Leann had her eye cerf this morning, (for $35.00). She had a grand old time. The opthamologist said her eyes look perfectly healthy. Unfortunately, the vet did not provide any further direction for me to look into. I asked if there were any other conditions that would normally be tested prior to being dropped, but she really didn't answer. I will probably explore seasonal allergies next with her regular vet and see what our next step should be. Is it possible seasonal allergies are affecting her sight? It's the only other thing I can think of that has occurred within the last 4 weeks.

We did have some fun yesterday with the new bumpers, (yellow, bright green, red, navy blue and royal blue). I laid them out side-by-side in the pool before she got up onto the deck. She could see them from the deck and went straight for the yellow first, red second, royal blue third and green fourth, and navy blue last.

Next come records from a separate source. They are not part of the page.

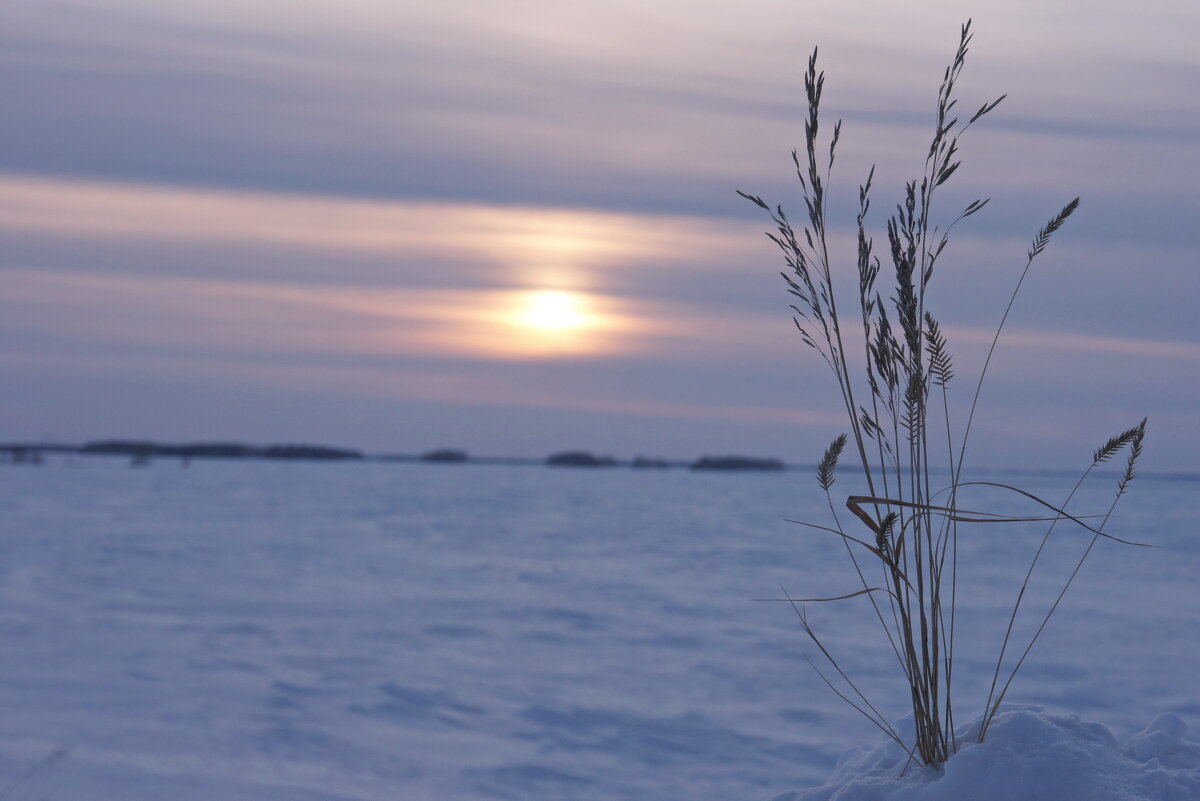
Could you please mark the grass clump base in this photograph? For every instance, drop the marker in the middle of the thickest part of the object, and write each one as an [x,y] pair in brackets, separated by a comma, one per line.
[904,548]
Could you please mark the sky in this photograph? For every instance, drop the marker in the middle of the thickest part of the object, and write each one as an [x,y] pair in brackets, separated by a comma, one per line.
[511,226]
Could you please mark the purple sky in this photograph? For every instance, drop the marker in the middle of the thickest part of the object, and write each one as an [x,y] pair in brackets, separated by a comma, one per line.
[511,227]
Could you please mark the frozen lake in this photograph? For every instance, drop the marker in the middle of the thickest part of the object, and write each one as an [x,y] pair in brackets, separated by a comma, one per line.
[257,631]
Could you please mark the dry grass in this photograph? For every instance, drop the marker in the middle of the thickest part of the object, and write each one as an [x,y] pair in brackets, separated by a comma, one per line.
[912,541]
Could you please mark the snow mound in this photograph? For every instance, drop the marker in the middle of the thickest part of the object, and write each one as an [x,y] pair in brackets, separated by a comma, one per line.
[1029,756]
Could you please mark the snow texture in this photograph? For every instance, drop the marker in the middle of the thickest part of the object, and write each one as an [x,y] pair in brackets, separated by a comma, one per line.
[1029,756]
[371,632]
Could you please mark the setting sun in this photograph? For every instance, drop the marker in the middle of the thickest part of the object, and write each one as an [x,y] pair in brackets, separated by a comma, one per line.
[553,311]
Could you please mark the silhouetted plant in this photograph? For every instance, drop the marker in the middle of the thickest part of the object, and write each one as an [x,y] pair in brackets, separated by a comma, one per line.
[913,541]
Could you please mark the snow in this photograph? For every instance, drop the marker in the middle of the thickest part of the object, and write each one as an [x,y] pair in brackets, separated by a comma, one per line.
[367,632]
[1029,756]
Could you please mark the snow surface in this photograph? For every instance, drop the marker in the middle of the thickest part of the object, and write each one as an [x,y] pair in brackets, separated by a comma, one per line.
[262,631]
[1029,756]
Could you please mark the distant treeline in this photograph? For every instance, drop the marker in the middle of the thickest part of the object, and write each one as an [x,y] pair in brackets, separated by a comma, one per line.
[588,459]
[144,450]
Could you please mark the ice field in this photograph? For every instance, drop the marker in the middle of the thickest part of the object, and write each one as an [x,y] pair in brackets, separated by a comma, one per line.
[372,631]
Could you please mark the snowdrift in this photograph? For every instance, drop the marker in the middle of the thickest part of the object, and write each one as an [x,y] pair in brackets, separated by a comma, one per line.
[1029,756]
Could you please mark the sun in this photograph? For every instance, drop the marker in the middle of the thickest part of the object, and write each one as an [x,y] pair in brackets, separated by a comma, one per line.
[553,311]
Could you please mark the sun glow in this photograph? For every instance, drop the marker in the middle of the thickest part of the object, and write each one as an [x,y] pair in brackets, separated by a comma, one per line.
[553,311]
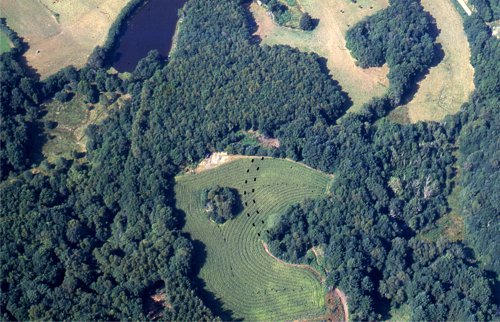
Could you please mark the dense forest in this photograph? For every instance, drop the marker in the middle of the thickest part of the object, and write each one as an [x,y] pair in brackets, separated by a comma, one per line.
[95,237]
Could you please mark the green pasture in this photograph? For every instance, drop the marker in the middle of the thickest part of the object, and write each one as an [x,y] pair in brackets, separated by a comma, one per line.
[5,43]
[237,271]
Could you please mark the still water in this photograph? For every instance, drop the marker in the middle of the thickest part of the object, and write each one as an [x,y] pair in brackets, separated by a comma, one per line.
[151,27]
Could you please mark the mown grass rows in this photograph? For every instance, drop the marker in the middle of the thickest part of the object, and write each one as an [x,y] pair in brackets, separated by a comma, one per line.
[249,282]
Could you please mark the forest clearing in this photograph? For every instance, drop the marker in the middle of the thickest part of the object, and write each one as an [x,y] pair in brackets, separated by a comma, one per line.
[449,84]
[60,33]
[237,270]
[328,41]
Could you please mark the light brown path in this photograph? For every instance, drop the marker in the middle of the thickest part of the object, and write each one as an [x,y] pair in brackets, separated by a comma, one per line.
[60,33]
[338,292]
[309,268]
[451,82]
[328,40]
[343,299]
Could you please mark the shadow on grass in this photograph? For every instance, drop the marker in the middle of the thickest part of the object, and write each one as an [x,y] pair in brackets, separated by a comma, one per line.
[209,299]
[436,60]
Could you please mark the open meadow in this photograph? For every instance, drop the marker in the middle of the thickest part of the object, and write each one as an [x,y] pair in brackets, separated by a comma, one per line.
[449,84]
[71,120]
[235,268]
[5,43]
[60,32]
[328,41]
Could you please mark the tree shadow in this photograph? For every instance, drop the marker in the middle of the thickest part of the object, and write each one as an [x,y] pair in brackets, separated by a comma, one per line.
[414,84]
[209,299]
[323,65]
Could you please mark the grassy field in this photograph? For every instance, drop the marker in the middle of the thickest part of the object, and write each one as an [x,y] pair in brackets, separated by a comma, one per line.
[449,84]
[72,120]
[237,270]
[60,32]
[328,41]
[5,43]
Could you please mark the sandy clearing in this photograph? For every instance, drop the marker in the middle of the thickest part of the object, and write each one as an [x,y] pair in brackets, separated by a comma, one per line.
[449,84]
[343,299]
[217,159]
[60,33]
[328,40]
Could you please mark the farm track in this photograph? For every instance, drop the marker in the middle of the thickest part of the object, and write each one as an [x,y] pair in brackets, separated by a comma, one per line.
[237,269]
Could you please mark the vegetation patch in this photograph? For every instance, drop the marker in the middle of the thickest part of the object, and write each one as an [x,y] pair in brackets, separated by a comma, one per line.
[450,83]
[221,203]
[288,13]
[237,270]
[66,123]
[5,43]
[60,33]
[334,17]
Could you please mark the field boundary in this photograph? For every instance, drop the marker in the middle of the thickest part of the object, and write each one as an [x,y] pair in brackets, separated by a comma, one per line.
[465,7]
[343,299]
[307,267]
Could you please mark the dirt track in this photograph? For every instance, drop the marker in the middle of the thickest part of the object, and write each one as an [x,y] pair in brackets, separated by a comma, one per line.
[309,268]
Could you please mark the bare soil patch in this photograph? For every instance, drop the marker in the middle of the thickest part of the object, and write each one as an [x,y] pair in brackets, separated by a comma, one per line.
[265,141]
[449,84]
[328,40]
[60,32]
[215,160]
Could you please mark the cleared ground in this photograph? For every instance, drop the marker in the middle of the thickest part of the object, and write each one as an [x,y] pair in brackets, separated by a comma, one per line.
[60,32]
[449,84]
[237,270]
[328,40]
[72,119]
[5,43]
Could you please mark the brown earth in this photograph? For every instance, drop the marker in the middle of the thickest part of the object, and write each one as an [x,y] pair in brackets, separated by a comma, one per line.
[449,84]
[328,40]
[60,33]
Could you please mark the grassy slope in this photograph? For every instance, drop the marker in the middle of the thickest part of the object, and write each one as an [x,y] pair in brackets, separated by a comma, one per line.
[5,43]
[328,41]
[237,269]
[72,119]
[449,84]
[60,33]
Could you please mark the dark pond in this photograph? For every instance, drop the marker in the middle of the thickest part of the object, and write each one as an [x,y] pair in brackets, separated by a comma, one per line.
[151,27]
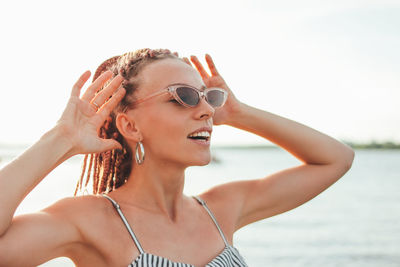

We repeated a variety of experiments, sometimes throwing 1 bumper, other times throwing 2-3, different colors, sometimes setting them in the water, other times tossing, etc. Often times she came back with 2 bumpers, after we pointed them out to her. She definitely preferred the yellow, red and royal blue.

In the end, the experiment was interesting but inconclusive. Leann still often turned around to ask if I was going to throw the bumper, (which I had already done and she had watched it land 12 inches in front of her). The person with me (watching from a side-view) thought she only spotted the movement as they splashed. So, back to square one.

The good news is that it does not appear to be serious.